The traditional approach of fighting malware has always been reactive. A new attack is released, it infects a few companies, and antivirus vendors race to issue an update. Some organizations may get the update before the malware makes its way in, but many will not. Obviously, this isn’t an ideal situation as the good guys are always chasing the bad guys.
If you were Marty McFly, you could fire up the old flux capacitor with 1.2 Gigawatts of power, jump ahead in time and bring updates back with you so you’re ready for WannaCry, Qakbot or, my favorite, Zeus. Fortunately, there's another way to stop attacks before they impact anyone, and that’s to use artificial intelligence (AI) based systems.
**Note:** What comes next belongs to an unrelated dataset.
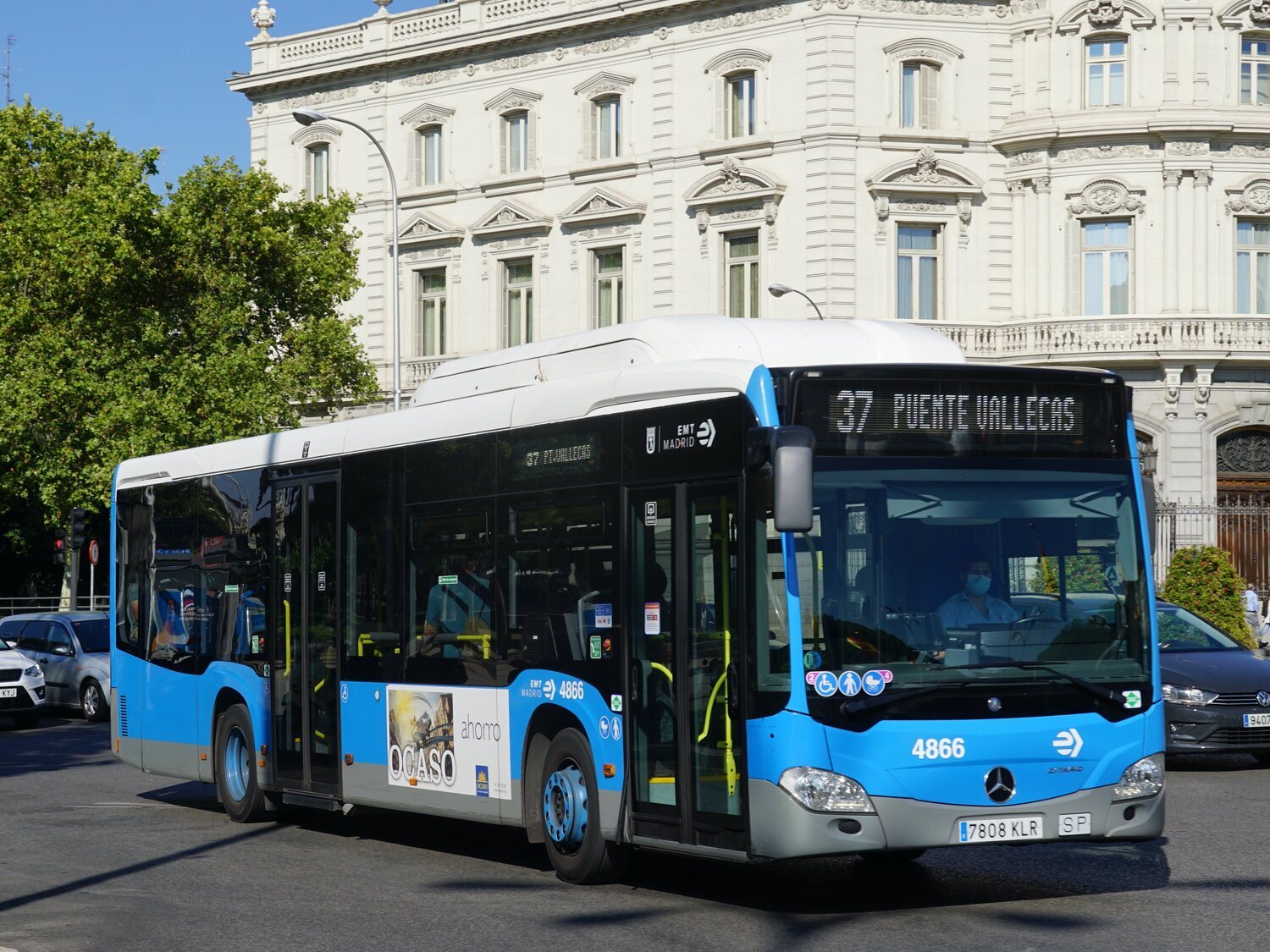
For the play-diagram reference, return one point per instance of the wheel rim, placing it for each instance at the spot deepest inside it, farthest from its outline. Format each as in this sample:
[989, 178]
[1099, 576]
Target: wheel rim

Today, AI and machine learning are being used to power more things in our lives than we're even aware of. Amazon knows what people want to buy, autonomous vehicles can tell the difference between a tree and a person, and video analytics can pick a terrorist out of a crowd — all by leveraging machine learning. The reason we need to rely on an AI instead of people is because of the massive amounts of data that need to be processed and the speed at which machines can analyze data and connect the dots.
Combating malware is no different. Staying ahead of the bad guys can no longer be done manually. It requires looking petabytes of known good and bad data. For example, Cylance has analyzed millions of features in over billions of files. This is possible today because the cloud provides almost infinite compute power. Cylance leverages over 40,000 cores in AWS to run its massive and complex model and its algorithm that can shrink the model down to run autonomously on a PC or laptop.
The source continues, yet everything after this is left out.